Really, it looks like the AI needs a lot of little algorithms. Ten-ish canned strategies that would be called based on the results of various analysis algorithms seems like it would be sufficient at this point. Really, it currently has “attack with ten bits of popcorn”, “attack with two bombers”, “attack with a Monkeylord”, and “sit there and fill the base with cannon fodder”.
March 27th, 2007 at 8:39 am
There’s already something sort of out there that could really help with something like this. N.E.R.O. at http://www.nerogame.org/ which was developed by a CS department’s students. Its pretty neat, and has alot of potential.
October 29th, 2007 at 11:02 pm
All previus ideas on this blog are great but I would like to add that you could also add limited learning capability to the AI. It’s not that hard, my dad plays a 12 year old raceing game that can learn how he passes and gets better at blocking him, finds out how aggresive a driver he is and returns the favor, etc.
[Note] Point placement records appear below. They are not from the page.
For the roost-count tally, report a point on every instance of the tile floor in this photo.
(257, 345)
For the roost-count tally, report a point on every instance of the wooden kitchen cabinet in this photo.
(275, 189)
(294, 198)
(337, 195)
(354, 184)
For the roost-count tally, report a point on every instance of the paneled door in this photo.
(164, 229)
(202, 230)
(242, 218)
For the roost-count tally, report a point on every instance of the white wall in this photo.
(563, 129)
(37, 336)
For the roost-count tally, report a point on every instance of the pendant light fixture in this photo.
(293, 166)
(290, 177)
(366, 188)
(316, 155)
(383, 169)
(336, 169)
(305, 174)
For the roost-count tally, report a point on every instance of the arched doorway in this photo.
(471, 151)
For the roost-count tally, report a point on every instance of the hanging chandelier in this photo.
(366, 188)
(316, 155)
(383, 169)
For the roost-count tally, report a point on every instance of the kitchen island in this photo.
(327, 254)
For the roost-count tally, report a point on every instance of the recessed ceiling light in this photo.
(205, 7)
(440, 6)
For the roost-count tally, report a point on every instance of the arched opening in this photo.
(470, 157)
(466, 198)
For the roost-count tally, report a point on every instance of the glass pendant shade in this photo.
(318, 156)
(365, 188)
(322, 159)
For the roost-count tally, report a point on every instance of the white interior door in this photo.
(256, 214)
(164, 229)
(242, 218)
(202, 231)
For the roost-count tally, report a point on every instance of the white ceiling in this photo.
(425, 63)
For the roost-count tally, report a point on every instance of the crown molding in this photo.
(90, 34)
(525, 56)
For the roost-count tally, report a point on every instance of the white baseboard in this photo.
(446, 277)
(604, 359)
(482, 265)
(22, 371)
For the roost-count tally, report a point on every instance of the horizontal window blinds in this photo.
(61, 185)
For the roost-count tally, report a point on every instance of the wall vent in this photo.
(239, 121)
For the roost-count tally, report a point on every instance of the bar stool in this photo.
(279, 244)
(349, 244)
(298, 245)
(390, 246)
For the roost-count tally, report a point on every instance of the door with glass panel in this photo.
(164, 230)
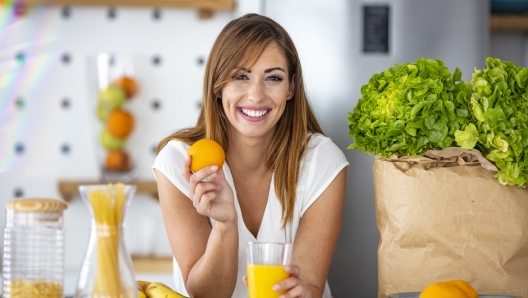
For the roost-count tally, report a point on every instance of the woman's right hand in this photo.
(212, 198)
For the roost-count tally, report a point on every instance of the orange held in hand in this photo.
(120, 123)
(449, 289)
(206, 152)
(117, 160)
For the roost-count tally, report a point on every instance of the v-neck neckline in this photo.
(237, 204)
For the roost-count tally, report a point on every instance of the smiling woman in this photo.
(283, 180)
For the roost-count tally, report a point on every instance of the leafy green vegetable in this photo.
(499, 119)
(409, 109)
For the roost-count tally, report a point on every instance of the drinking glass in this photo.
(265, 267)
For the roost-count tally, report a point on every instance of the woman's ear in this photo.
(291, 89)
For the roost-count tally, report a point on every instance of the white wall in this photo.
(43, 125)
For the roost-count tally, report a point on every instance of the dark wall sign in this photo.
(376, 29)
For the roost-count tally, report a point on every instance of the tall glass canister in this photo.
(33, 257)
(107, 270)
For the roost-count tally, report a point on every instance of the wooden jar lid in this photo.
(36, 205)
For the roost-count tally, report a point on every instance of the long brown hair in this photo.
(241, 42)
So I think it would be simple for a subcom AI to understand threw trial and error you can’t defend against a player who favors wave after wave after wave of bombers with one flack and one SAM. Also dose anyone know how the new UEF sub orbital defence grid works I can only find pictures of the building but not when it’s doing anything. thx.
July 25th, 2008 at 12:23 am
yo, u all sound like the smart a**es that sit around all day enjoying this fine game and then sit and talk dirt about how bad the AI is, if u want better AI that doesn’t rely in being preprogramed on what to do, go to a programing school and create the AI power full enough to learn from its mistakes and yours at the same time. make a name for your self be THE hero of stratagy gaming! or play company of heros GREATEST WW2 game ever made (including the sequil opposing fronts)
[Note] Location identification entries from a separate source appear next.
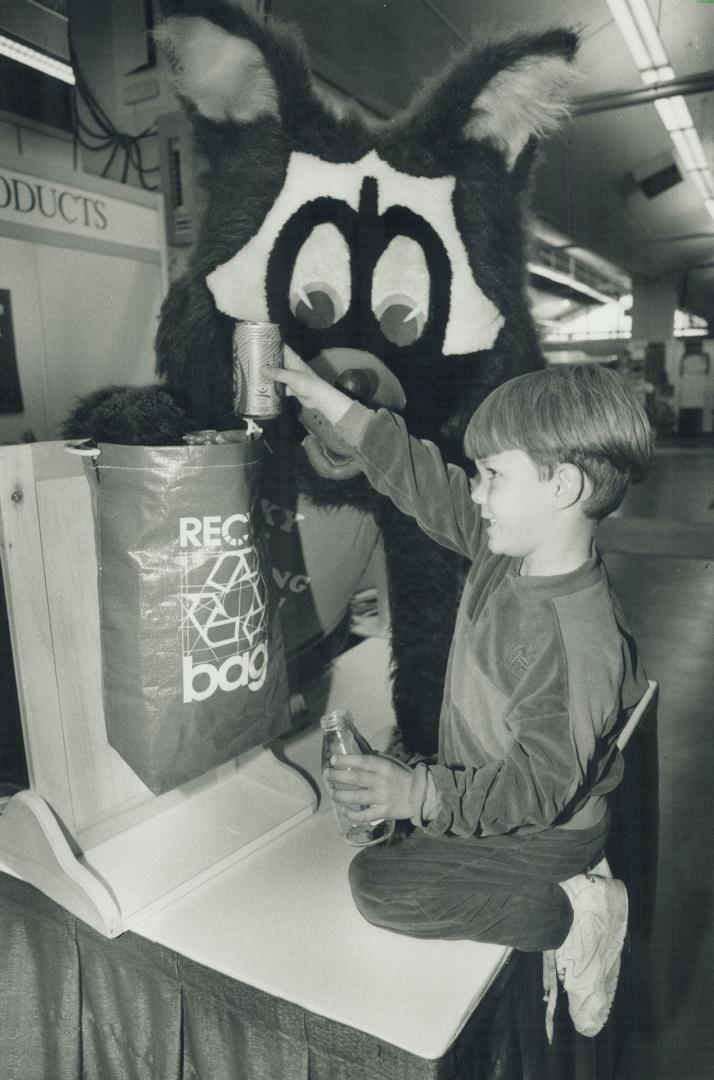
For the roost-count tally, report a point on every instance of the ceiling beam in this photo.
(644, 95)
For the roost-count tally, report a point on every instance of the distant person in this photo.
(512, 820)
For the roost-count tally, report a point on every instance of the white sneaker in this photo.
(588, 961)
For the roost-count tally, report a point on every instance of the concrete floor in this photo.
(669, 598)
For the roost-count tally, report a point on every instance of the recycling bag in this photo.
(193, 669)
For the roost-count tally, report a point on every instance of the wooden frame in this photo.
(89, 833)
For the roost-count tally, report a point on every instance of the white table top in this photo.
(283, 919)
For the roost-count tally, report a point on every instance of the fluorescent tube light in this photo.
(34, 58)
(632, 37)
(646, 26)
(564, 279)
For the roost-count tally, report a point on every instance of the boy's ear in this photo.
(571, 485)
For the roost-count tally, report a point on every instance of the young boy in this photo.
(541, 676)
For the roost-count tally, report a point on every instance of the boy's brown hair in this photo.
(583, 415)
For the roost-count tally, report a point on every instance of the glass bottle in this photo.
(339, 736)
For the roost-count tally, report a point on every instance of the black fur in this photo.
(245, 166)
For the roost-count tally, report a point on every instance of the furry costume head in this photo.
(389, 253)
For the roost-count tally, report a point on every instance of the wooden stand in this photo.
(89, 833)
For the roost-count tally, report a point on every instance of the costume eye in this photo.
(320, 289)
(400, 291)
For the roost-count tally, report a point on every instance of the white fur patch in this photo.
(226, 78)
(528, 98)
(238, 286)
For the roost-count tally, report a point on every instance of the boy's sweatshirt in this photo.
(542, 671)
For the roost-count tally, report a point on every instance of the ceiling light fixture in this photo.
(31, 57)
(642, 38)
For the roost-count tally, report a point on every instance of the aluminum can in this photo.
(200, 437)
(255, 345)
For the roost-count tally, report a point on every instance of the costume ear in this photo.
(526, 99)
(224, 76)
(504, 94)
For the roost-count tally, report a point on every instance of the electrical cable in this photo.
(100, 134)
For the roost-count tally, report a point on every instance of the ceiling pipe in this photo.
(645, 95)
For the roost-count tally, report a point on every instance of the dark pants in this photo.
(500, 889)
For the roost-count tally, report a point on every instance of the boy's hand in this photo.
(367, 786)
(312, 391)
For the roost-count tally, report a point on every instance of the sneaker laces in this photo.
(550, 990)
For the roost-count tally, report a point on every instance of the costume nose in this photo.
(359, 383)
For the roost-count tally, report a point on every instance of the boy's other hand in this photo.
(312, 391)
(368, 786)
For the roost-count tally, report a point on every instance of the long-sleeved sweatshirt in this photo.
(542, 671)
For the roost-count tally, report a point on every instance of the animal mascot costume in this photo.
(390, 254)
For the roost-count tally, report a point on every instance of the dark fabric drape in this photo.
(75, 1006)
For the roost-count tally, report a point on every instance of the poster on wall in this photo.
(11, 395)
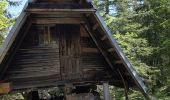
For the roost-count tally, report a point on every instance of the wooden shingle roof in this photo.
(96, 27)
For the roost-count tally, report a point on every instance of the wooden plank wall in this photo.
(74, 57)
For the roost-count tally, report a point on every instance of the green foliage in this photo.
(4, 21)
(13, 96)
(142, 28)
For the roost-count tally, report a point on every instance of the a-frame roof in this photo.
(95, 20)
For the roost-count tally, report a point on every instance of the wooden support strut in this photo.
(125, 85)
(106, 91)
(90, 31)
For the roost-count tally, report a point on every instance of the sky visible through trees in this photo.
(142, 29)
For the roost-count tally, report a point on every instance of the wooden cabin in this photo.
(59, 42)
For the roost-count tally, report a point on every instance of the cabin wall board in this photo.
(53, 54)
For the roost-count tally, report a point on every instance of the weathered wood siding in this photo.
(66, 53)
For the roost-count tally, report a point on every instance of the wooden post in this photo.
(32, 95)
(106, 91)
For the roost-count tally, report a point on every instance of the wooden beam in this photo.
(93, 50)
(57, 20)
(5, 88)
(36, 10)
(95, 26)
(111, 50)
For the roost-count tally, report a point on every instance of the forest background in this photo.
(142, 29)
December 18th, 2008 at 10:56 pm
Yeah! And once we get this new revolutionary AI, it’ll only take 5x the current CPU limitations we have!
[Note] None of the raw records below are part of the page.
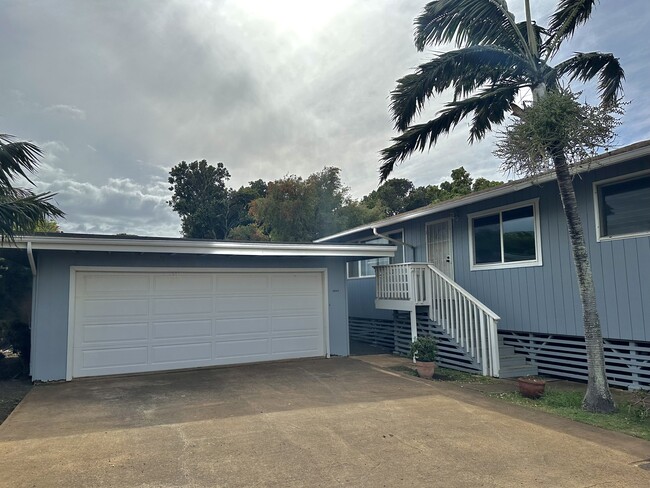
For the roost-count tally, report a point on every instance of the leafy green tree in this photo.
(200, 198)
(301, 210)
(391, 197)
(239, 204)
(248, 232)
(20, 208)
(496, 60)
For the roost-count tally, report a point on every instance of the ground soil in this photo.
(14, 385)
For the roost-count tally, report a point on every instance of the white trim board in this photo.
(610, 158)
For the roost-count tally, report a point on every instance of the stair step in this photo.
(515, 372)
(513, 361)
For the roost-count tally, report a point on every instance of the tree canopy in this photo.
(497, 61)
(20, 208)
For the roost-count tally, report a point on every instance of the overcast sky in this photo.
(118, 92)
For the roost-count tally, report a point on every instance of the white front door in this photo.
(439, 246)
(138, 321)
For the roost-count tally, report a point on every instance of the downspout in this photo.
(390, 239)
(32, 265)
(30, 257)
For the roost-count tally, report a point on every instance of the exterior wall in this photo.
(545, 299)
(51, 296)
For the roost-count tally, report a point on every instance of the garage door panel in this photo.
(250, 325)
(296, 282)
(93, 333)
(183, 284)
(246, 348)
(252, 304)
(289, 304)
(301, 346)
(241, 283)
(155, 320)
(299, 323)
(181, 329)
(115, 308)
(113, 283)
(108, 357)
(182, 305)
(181, 353)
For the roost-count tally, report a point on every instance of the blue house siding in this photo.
(50, 319)
(544, 299)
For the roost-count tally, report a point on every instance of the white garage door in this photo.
(126, 322)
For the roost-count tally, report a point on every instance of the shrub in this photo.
(424, 349)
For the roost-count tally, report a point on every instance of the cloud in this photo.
(67, 111)
(123, 94)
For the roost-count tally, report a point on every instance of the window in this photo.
(365, 269)
(506, 237)
(622, 207)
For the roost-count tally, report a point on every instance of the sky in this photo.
(116, 93)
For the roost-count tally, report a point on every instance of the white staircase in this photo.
(460, 316)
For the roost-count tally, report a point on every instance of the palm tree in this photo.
(21, 209)
(496, 60)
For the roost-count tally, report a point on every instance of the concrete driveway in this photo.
(337, 422)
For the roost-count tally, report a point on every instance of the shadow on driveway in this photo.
(119, 402)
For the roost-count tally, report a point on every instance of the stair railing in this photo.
(465, 319)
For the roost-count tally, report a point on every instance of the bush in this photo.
(15, 335)
(424, 349)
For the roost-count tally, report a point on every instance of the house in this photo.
(491, 275)
(106, 305)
Seriously, that kind of heavy AI would further tax an already extremely taxed CPU (as a result of this game). It’s not feasible.
March 17th, 2010 at 5:23 am
Thing is the kind of AI you people have in mind is a little out of the scope even for modern gaming, gaming typically uses the old “chess board approach” any more competitive then you would be complaining its too powerful. Fact is AI in gaming can never become anything close to artificial neural networks, not saying the possibility does not exist its just not very logical in the game sense. You would then assume AI to make human like decisions that is a subject still quiet impossible at least in gaming, it would require to train the neural networks to behave on a cognitive level of a strategist able to mimic and counter whatever you throw at it. Its simply impossible because fact is real AI is slow in the head, in fact most physicists exclaim the smartest human like AI ever created thus far has the intelligence of a retarded cockroach that is the closest we have come real life Terminator or The Matrix. That is worse than a mouse stuck in a maze trying to find its way out so imagine what AI must be like if you had to program it for games.
March 17th, 2010 at 7:58 am
I think most players actually want bad AI. Only a small percentage of the buying public actually go online with their game. They’ve no particular competitive streak so they’re much happier pummelling a bad AI opponent over and over without ever having their egos bruised.
I think “smoke and mirrors” AI is going to be with us for a long time. Trying to do “proper” AI work is nightmarishly difficult. Anyway, I think the main emphasis should be on making an AI that’s entertaining. It doesn’t necessarily have to be smart. It just needs to not be repetitive which the SupCom and TA AI’s always were. I always heard Z: Steel Soldiers praised for it’s unpredictable and merciless AI. It was one of those games I meant to get into properly but I’d no PC at the time and by the time I did nobody was playing online anymore so I wasn’t bothered.